Corey J. Langer, MD, director, Thoracic Oncology, Abramson Cancer Center, professor of medicine, Perelman School of Medicine, University of Pennsylvania, discusses the impact of targeted therapy in non–small cell lung cancer.
Corey J. Langer, MD, director, Thoracic Oncology, Abramson Cancer Center, professor of medicine, Perelman School of Medicine, University of Pennsylvania, discusses the impact of targeted therapy in non—small cell lung cancer (NSCLC).
Targeted therapies have irrevocably transformed the outlook of oncogene-driven NSCLC. In the past, patients with EGFR-positive NSCLC would have been treated with chemotherapy alone or with bevacizumab (Avastin), yielding response rates of around 30% and progression-free survival (PFS) of approximately 6 months. Now with the rise of EGFR TKIs like osimertinib (Tagrisso), response rates are as high as 70% and median PFS is nearly 19 months. In many studies, median overall survival (OS) has not been reached at 3 and 4 years with osimertinib.
Langer says the field has seen even more success in ALK-positive patients.
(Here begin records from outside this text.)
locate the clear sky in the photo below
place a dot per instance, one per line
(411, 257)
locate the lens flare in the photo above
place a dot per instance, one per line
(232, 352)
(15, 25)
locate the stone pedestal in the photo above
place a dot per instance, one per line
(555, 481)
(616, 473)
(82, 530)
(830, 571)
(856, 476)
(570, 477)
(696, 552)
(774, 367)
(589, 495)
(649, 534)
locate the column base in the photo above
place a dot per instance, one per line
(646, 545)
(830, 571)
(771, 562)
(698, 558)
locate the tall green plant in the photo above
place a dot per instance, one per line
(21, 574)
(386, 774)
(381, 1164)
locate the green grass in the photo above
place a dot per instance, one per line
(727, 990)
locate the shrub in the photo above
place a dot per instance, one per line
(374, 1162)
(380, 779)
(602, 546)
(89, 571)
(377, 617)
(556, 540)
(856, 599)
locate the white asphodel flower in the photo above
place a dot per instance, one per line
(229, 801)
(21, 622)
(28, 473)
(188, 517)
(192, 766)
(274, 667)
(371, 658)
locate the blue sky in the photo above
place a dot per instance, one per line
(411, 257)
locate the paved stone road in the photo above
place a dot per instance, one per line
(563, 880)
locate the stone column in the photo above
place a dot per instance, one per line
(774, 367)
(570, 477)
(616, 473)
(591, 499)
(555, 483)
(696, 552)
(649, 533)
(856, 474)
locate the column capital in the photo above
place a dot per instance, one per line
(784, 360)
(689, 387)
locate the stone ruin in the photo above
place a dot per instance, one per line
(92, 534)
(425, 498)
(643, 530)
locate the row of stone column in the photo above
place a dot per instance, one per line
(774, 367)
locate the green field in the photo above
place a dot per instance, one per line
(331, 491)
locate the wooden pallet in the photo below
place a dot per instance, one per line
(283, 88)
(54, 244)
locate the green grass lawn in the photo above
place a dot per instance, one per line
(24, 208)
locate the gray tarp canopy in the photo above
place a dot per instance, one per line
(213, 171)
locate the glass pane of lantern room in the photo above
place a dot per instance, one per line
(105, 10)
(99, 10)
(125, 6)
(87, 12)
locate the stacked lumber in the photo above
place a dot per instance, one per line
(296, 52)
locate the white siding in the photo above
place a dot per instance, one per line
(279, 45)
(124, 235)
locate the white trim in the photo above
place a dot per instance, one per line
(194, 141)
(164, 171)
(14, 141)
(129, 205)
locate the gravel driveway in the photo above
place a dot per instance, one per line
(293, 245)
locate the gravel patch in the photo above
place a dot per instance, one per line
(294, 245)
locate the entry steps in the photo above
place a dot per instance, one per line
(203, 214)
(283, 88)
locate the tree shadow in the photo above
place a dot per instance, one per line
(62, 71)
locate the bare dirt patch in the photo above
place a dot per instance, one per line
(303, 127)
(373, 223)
This is a rarer driver, occurring in approximately 3% to 8% of patients with advanced nonsquamous NSCLC compared with around 15% of patients harboring EGFR mutations. Alectinib (Alecensa) and brigatinib (Alunbrig) have emerged as the optimal frontline agents, leading to response rates of over 70% and an unprecedented median PFS of about 3 years. Median OS in these patients is as high as 6 or 7 years, Langer notes.